Table of Contents

Overview of the ForkOperator

The ForkOperator is a type of control operators that allow a task flow to branch into multiple streams (or forked branches) as represented by a Fork, each of which goes to a separately configured sink with its own data writer. The ForkOperator gives users more flexibility in terms of controlling where and how ingested data should be output. This is useful for situations, e.g., that data records need to be written into multiple different storages, or that data records need to be written out to the same storage (say, HDFS) but in different forms for different downstream consumers. The best practices of using the ForkOperator that we recommend, though, are discussed below. The diagram below illustrates how the ForkOperator in a Gobblin task flow allows an input stream to be forked into multiple output streams, each of which can have its own converters, quality checkers, and writers.

Gobblin Task Flow

Gobblin Task Flow

Using the ForkOperator

Basics of Usage

The ForkOperator, like most other operators in a Gobblin task flow, is pluggable through the configuration, or more specifically , the configuration property fork.operator.class that points to a class that implements the ForkOperator interface. For instance:

fork.operator.class=org.apache.gobblin.fork.IdentityForkOperator

By default, if no ForkOperator class is specified, internally Gobblin uses the default implementation IdentityForkOperator with a single forked branch (although it does supports multiple forked branches). The IdentityForkOperator simply unconditionally forwards the schema and ingested data records to all the forked branches, the number of which is specified through the configuration property fork.branches with a default value of 1. When an IdentityForkOperator instance is initialized, it will read the value of fork.branches and use that as the return value of getBranches.

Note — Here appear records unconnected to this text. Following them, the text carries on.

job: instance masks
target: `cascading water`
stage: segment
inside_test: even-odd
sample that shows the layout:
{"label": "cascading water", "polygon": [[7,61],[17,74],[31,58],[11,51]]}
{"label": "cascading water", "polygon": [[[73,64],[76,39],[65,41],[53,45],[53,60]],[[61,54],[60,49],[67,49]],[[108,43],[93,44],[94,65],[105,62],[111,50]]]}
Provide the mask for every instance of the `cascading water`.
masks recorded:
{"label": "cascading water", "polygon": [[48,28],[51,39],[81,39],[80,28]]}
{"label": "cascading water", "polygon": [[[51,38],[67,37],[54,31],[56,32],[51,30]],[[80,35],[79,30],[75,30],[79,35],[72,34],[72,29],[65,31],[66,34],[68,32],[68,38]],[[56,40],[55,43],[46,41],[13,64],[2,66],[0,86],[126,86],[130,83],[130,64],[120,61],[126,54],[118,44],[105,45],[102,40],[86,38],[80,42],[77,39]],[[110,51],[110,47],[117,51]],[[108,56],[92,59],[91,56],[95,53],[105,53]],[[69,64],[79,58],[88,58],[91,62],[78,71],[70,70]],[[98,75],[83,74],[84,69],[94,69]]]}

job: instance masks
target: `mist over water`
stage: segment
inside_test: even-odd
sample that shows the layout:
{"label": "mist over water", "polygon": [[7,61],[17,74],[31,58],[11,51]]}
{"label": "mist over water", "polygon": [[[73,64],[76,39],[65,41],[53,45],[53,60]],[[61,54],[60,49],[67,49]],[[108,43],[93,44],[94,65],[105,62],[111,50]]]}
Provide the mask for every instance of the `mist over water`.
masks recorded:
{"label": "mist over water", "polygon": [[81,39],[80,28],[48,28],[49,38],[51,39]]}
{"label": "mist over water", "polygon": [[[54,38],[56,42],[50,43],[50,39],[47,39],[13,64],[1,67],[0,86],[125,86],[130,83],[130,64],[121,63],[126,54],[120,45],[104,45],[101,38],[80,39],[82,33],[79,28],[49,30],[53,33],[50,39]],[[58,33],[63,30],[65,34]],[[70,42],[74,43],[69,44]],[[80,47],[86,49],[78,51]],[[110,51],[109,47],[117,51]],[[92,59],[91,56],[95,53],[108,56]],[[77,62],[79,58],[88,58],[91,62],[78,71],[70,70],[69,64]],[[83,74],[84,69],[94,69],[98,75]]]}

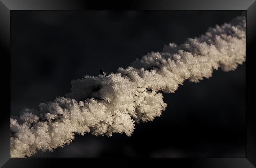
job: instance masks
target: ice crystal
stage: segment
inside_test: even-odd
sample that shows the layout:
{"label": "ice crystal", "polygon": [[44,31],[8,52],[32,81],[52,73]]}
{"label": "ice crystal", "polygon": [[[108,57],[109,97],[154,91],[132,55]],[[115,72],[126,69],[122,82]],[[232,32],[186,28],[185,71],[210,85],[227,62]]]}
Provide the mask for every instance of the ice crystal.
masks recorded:
{"label": "ice crystal", "polygon": [[74,134],[131,135],[135,123],[152,121],[167,104],[159,91],[174,92],[184,80],[197,82],[213,70],[236,69],[245,60],[246,19],[209,28],[204,35],[162,52],[148,53],[127,68],[72,81],[65,97],[25,109],[10,118],[11,157],[29,157],[69,144]]}

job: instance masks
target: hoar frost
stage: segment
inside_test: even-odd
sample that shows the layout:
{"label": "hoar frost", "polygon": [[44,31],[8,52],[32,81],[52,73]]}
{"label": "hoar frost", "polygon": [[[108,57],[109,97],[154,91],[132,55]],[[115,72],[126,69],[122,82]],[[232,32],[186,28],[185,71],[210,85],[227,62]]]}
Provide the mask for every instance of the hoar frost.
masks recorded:
{"label": "hoar frost", "polygon": [[10,118],[11,157],[30,157],[69,144],[74,134],[131,135],[135,123],[152,121],[167,104],[159,92],[174,92],[184,80],[197,82],[213,69],[236,69],[246,57],[246,19],[209,28],[180,46],[148,53],[116,73],[72,81],[65,97],[25,108]]}

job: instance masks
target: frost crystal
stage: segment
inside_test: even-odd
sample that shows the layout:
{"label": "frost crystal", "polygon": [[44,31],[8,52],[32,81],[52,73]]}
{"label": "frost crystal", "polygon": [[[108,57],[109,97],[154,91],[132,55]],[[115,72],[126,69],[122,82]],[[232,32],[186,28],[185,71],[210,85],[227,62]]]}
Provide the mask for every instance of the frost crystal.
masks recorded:
{"label": "frost crystal", "polygon": [[170,43],[116,73],[72,81],[65,97],[25,109],[10,118],[11,157],[29,157],[69,144],[74,133],[131,136],[134,123],[152,121],[167,104],[159,92],[174,92],[184,80],[197,82],[213,69],[236,69],[246,57],[246,18],[209,28],[180,46]]}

The expected number of forked branches is given by the method getBranches of the ForkOperator. This number must match the size of the list of Booleans returned by forkSchema as well as the size of the list of Booleans returned by forkDataRecords. Otherwise, ForkBranchMismatchException will be thrown. Note that the ForkOperator itself is not making and returning a copy for the input schema and data records, but rather just providing a Boolean for each forked branch telling if the schema or data records should be in each particular branch. Each forked branch has a branch index starting at 0. So if there are three forked branches, the branches will have indices 0, 1, and 2, respectively. Branch indices are useful to tell which branch the Gobblin task flow is in. Each branch also has a name associated with it that can be specified using the configuration property fork.branch.name.<branch index>. Note that the branch index is added as a suffix to the property name in this case. More on this later. If the user does not specify a name for the branches, the names in the form fork_<branch index> will be used.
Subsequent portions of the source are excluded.